I left them to their manly nighttime rituals and went back to my room, all thoughts of going home tomorrow shelved. I wasn't going to abandon Chad to the ghost. I still had no idea how to get rid of it, but maybe I could help him live with it instead. He was already halfway there.

Corban knocked at my door a few minutes later, then cracked it open.

"I don't need to come in," he said. He stared at me grimly. "Tell me you didn't engineer that somehow. I checked for wires and magnets."

I raised my eyebrow at him. "I didn't engineer anything. Congratulations. Your house is haunted."

He frowned. "I'm pretty good at sniffing out lies."

"Good for you," I told him sincerely. "Now I'm tired, and I need to go to sleep."

He backed away from my doorway and started down the hall. But he hadn't gotten two steps before he turned back. "If it is a ghost, is Chad safe?"

I shrugged. Truthfully, the smell of blood bothered me. Ghosts, in my experience, tend to smell like themselves. Mrs. Hanna, who used to visit my shop sometimes - both when she was alive and after she died - smelled like her laundry soap, her favorite perfume, and the cats who shared her home with her. I didn't think the blood was a good sign.

Still, I gave him the truth as I knew it. "I've never been hurt by a ghost, and I only know of a few stories where someone was hurt, mostly only bruises. The Bell Witch supposedly killed a man named John Bell in Tennessee a couple of centuries ago - but it was probably something other than a ghost. And old John died of poison that the Witch was supposed to have put in his medicine, something more mundane hands could have done as well."

He stared at me, and I returned it.

"You date a werewolf," he said.

"That's right."

"And you say there are ghosts."

"And fae," I told him. "I work with one. After werewolves and fae, ghosts aren't such a leap now, are they?"

I shut my door and went to bed. After a few long minutes, he retreated to his bedroom.

I usually have a hard time sleeping in strange places, but it was very late (or really early), and I hadn't gotten a full night's sleep the night before either. I slept like a baby.

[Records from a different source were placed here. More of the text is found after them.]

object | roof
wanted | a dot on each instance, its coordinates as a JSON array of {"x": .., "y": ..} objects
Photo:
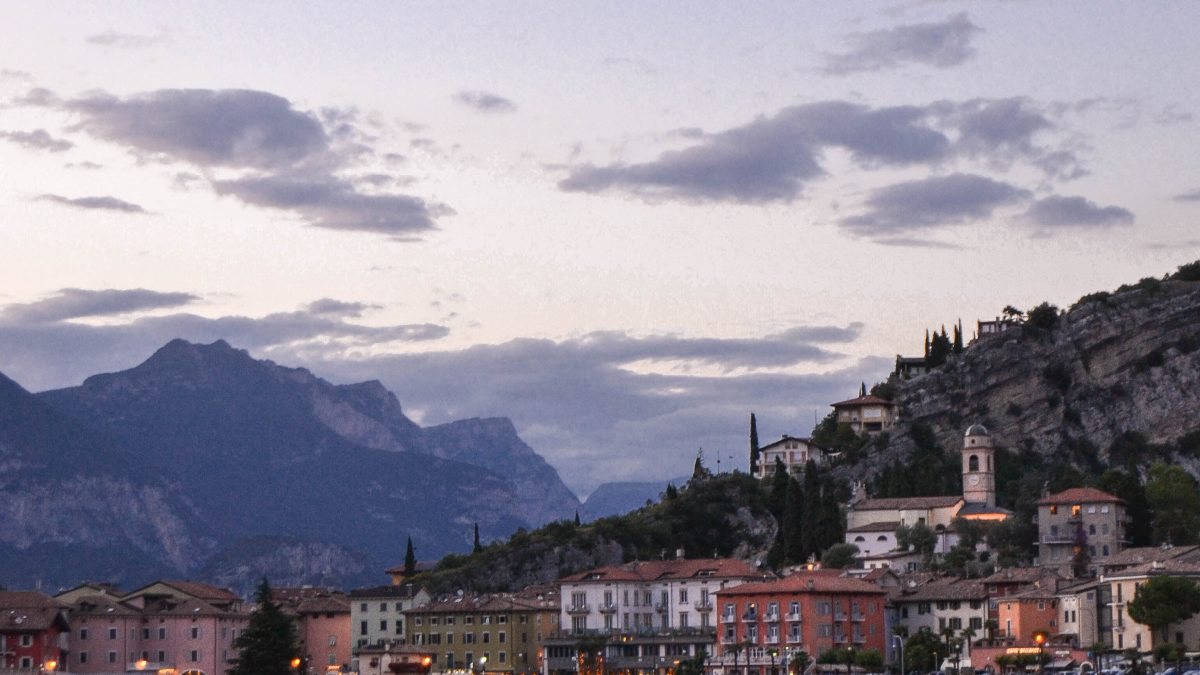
[
  {"x": 388, "y": 591},
  {"x": 678, "y": 568},
  {"x": 1147, "y": 554},
  {"x": 895, "y": 503},
  {"x": 820, "y": 581},
  {"x": 27, "y": 611},
  {"x": 786, "y": 437},
  {"x": 868, "y": 400},
  {"x": 943, "y": 590},
  {"x": 977, "y": 430},
  {"x": 1079, "y": 495},
  {"x": 881, "y": 526}
]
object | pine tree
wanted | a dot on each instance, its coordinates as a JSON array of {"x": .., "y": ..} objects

When I woke up the next morning there were two puncture marks, complete with a nifty purple bruise, on my neck. They were a lovely addition to the stitches in my chin. And my lamb necklace was gone.

I stared at the bite in the bathroom mirror and heard Samuel tell me that I shouldn't count upon Stefan still being my friend... and Stefan making it clear that he needed to feed in order to avoid detection. I knew there were consequences to being bitten, but I wasn't sure what they were.